# Box lights/airing lights



## Thomas D (Jan 27, 2003)

I have a three hole in the back of a pick up. Have no airing lites or interrior box lites.

Anyone have any ideas of how to illuminate the back of the truck and box? Older dog sometimes misses the tail gate in near dark conditions. I've been fortunate to catch him thus far, but need to do something to light the area.


----------



## Brad B (Apr 29, 2004)

I saw that Cabela's has some LED lights that mount under the bed rail and run the length of the bed. Maybe that will help you.


----------



## jefflab5 (Jan 15, 2008)

I would go with LED technology no matter what type of light you decide to go with. Lower draw, better light, and a life that will most likely outlast the dog box / truck you have. 

With that being said, it can be tough to find what you are looking for. I would suggest you begin by looking in a marine catalog / websight. Here are two: West Marine and Boater's World. If you are looking for just lighting up the bed / box area, you could probably get away with what they call LED courtesy lights. These usually direct and diffuse the light downward and provide nice access lighting. The other great thing is that you can by the LED's in different colors,,, red and white. The red is great for when the human needs to locate something or get set up and doesn't want to go blind when the lights are turned off.
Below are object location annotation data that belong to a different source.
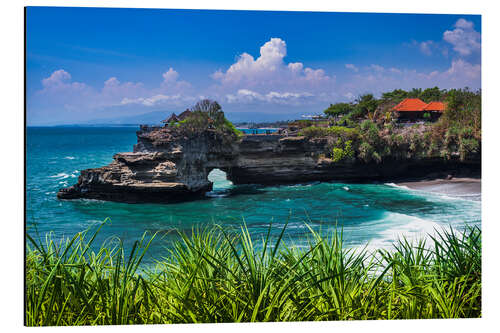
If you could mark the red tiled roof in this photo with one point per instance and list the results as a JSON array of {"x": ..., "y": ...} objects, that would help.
[
  {"x": 435, "y": 106},
  {"x": 410, "y": 104}
]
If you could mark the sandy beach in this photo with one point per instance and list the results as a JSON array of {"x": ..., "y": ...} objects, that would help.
[{"x": 469, "y": 188}]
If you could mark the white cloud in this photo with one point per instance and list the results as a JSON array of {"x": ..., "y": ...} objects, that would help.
[
  {"x": 269, "y": 72},
  {"x": 170, "y": 76},
  {"x": 153, "y": 100},
  {"x": 464, "y": 38},
  {"x": 286, "y": 98},
  {"x": 352, "y": 67},
  {"x": 58, "y": 77},
  {"x": 59, "y": 90},
  {"x": 425, "y": 47},
  {"x": 377, "y": 68}
]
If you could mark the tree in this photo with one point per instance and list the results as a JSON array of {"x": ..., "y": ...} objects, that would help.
[
  {"x": 339, "y": 109},
  {"x": 212, "y": 109},
  {"x": 431, "y": 94},
  {"x": 365, "y": 104}
]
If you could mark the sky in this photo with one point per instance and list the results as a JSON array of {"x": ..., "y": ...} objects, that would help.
[{"x": 88, "y": 64}]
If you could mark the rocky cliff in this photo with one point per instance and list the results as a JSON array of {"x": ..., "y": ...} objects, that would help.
[{"x": 168, "y": 167}]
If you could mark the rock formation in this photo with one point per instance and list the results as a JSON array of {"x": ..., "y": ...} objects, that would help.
[{"x": 168, "y": 167}]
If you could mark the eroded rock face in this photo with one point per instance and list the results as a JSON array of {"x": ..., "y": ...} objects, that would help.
[{"x": 165, "y": 167}]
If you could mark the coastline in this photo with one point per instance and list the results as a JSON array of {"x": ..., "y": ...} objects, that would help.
[{"x": 456, "y": 187}]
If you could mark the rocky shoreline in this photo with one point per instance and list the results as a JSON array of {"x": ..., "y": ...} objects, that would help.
[{"x": 166, "y": 167}]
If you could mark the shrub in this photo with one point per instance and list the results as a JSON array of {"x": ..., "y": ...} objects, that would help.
[{"x": 340, "y": 153}]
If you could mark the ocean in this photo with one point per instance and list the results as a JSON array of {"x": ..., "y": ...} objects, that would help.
[{"x": 373, "y": 214}]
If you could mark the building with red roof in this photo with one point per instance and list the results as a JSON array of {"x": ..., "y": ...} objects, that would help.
[{"x": 414, "y": 108}]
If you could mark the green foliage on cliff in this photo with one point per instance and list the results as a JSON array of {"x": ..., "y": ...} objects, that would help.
[
  {"x": 207, "y": 115},
  {"x": 376, "y": 134},
  {"x": 342, "y": 151},
  {"x": 212, "y": 276}
]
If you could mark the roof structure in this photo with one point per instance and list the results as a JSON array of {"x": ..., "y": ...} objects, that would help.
[
  {"x": 435, "y": 106},
  {"x": 416, "y": 104},
  {"x": 410, "y": 104},
  {"x": 173, "y": 117}
]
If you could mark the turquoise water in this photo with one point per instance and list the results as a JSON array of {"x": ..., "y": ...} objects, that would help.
[
  {"x": 257, "y": 130},
  {"x": 374, "y": 213}
]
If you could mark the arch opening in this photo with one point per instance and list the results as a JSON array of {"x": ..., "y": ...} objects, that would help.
[{"x": 219, "y": 179}]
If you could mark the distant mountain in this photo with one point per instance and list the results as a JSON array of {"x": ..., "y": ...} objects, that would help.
[{"x": 149, "y": 118}]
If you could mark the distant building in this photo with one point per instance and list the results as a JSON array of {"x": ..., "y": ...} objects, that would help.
[
  {"x": 415, "y": 108},
  {"x": 174, "y": 118},
  {"x": 184, "y": 115}
]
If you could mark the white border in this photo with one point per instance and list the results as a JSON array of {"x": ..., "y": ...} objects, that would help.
[{"x": 11, "y": 88}]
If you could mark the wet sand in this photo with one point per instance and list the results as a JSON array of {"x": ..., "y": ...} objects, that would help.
[{"x": 459, "y": 187}]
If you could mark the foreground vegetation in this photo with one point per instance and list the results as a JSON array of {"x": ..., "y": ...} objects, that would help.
[{"x": 213, "y": 276}]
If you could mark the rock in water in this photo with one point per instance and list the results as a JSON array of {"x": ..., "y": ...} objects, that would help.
[{"x": 167, "y": 166}]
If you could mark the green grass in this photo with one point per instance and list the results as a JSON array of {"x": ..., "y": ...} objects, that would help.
[{"x": 213, "y": 276}]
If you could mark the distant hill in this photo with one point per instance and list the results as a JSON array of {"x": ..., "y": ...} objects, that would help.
[{"x": 149, "y": 118}]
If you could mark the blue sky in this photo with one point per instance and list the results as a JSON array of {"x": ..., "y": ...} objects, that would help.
[{"x": 90, "y": 63}]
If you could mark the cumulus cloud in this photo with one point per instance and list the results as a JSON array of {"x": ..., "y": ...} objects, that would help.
[
  {"x": 425, "y": 47},
  {"x": 60, "y": 90},
  {"x": 464, "y": 38},
  {"x": 269, "y": 71},
  {"x": 287, "y": 98},
  {"x": 352, "y": 67}
]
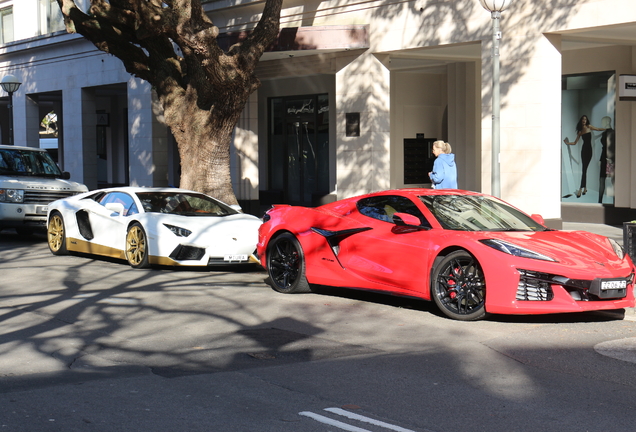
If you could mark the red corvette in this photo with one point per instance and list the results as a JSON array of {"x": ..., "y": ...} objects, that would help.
[{"x": 468, "y": 252}]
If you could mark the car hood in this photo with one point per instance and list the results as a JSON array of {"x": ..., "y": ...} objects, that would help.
[
  {"x": 230, "y": 224},
  {"x": 571, "y": 248},
  {"x": 40, "y": 183}
]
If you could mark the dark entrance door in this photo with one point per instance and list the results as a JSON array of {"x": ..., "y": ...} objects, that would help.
[{"x": 299, "y": 148}]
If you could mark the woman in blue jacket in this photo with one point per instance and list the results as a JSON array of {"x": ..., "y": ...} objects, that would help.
[{"x": 444, "y": 174}]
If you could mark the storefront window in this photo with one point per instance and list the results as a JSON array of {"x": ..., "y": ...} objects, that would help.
[
  {"x": 588, "y": 146},
  {"x": 299, "y": 148}
]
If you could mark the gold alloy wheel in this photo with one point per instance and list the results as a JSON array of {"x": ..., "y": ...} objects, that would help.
[
  {"x": 55, "y": 234},
  {"x": 136, "y": 248}
]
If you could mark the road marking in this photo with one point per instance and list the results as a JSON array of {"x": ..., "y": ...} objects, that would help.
[
  {"x": 367, "y": 420},
  {"x": 331, "y": 422},
  {"x": 352, "y": 416}
]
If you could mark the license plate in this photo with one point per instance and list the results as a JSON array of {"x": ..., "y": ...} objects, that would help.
[
  {"x": 235, "y": 257},
  {"x": 613, "y": 284}
]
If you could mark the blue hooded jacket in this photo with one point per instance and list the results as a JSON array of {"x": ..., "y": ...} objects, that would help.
[{"x": 444, "y": 174}]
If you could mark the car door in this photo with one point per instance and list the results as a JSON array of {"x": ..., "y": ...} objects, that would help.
[
  {"x": 399, "y": 259},
  {"x": 109, "y": 226}
]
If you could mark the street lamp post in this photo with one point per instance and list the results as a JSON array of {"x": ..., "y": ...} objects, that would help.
[
  {"x": 495, "y": 7},
  {"x": 10, "y": 84}
]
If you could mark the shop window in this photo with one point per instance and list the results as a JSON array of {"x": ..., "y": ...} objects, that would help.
[
  {"x": 51, "y": 19},
  {"x": 588, "y": 141}
]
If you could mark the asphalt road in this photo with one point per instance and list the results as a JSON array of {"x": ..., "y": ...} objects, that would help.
[{"x": 92, "y": 345}]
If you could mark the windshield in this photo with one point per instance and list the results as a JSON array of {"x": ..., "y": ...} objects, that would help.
[
  {"x": 186, "y": 204},
  {"x": 27, "y": 163},
  {"x": 478, "y": 213}
]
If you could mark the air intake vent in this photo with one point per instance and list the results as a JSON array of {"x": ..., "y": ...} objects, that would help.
[
  {"x": 533, "y": 286},
  {"x": 181, "y": 253}
]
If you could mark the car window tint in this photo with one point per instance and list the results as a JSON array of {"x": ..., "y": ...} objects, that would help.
[
  {"x": 181, "y": 203},
  {"x": 122, "y": 198},
  {"x": 478, "y": 213},
  {"x": 383, "y": 207}
]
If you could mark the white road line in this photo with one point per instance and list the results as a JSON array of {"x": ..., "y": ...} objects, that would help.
[
  {"x": 331, "y": 422},
  {"x": 367, "y": 420}
]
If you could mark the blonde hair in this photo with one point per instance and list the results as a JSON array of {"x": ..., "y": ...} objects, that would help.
[{"x": 443, "y": 146}]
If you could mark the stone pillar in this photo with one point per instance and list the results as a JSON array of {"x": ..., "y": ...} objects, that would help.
[
  {"x": 80, "y": 152},
  {"x": 244, "y": 154},
  {"x": 148, "y": 136},
  {"x": 364, "y": 162},
  {"x": 530, "y": 156}
]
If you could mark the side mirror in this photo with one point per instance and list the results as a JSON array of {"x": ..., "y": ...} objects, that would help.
[
  {"x": 115, "y": 208},
  {"x": 404, "y": 219},
  {"x": 538, "y": 218}
]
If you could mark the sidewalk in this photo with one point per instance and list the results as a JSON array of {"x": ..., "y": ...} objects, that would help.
[{"x": 622, "y": 349}]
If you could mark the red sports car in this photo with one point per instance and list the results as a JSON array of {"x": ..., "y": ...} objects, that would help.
[{"x": 468, "y": 252}]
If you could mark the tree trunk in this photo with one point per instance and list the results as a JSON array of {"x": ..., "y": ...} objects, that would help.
[{"x": 204, "y": 139}]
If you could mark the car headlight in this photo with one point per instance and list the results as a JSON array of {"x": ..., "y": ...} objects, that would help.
[
  {"x": 512, "y": 249},
  {"x": 178, "y": 231},
  {"x": 618, "y": 249},
  {"x": 11, "y": 195}
]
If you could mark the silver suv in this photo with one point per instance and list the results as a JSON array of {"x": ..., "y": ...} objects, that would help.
[{"x": 29, "y": 181}]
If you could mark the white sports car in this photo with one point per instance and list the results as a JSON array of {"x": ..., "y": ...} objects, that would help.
[{"x": 152, "y": 226}]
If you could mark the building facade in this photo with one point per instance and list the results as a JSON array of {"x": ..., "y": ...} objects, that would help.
[{"x": 353, "y": 95}]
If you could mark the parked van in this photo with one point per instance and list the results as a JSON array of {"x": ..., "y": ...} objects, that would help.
[{"x": 29, "y": 181}]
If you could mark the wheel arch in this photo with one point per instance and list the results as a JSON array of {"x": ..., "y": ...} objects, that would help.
[{"x": 440, "y": 256}]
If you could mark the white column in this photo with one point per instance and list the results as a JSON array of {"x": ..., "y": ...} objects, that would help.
[
  {"x": 364, "y": 162},
  {"x": 147, "y": 136}
]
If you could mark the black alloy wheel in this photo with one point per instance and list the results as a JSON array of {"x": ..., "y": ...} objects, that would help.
[
  {"x": 459, "y": 287},
  {"x": 286, "y": 265}
]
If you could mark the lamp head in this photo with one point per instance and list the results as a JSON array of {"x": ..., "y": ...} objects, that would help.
[
  {"x": 10, "y": 83},
  {"x": 495, "y": 5}
]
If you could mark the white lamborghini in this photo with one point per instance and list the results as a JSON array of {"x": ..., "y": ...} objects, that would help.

These are also more "shock prrof" and if stated, they are totally sealed and waterproof. I recently replaced my trailer lights with LEDS, what a difference!!

If you are looking to light up the night with some larger lights, then you may want to look at either a flood style or a "work light". Again these can be found in LED but you will need to look for them. I know those can be found in Tow / recovery catalogs. They are pricey but man do they light up the night.

I am going to mount a pair of these on the ass end of my Suburban for unloading my duck boat / gear in the middle of the night. 

Hope this helps


----------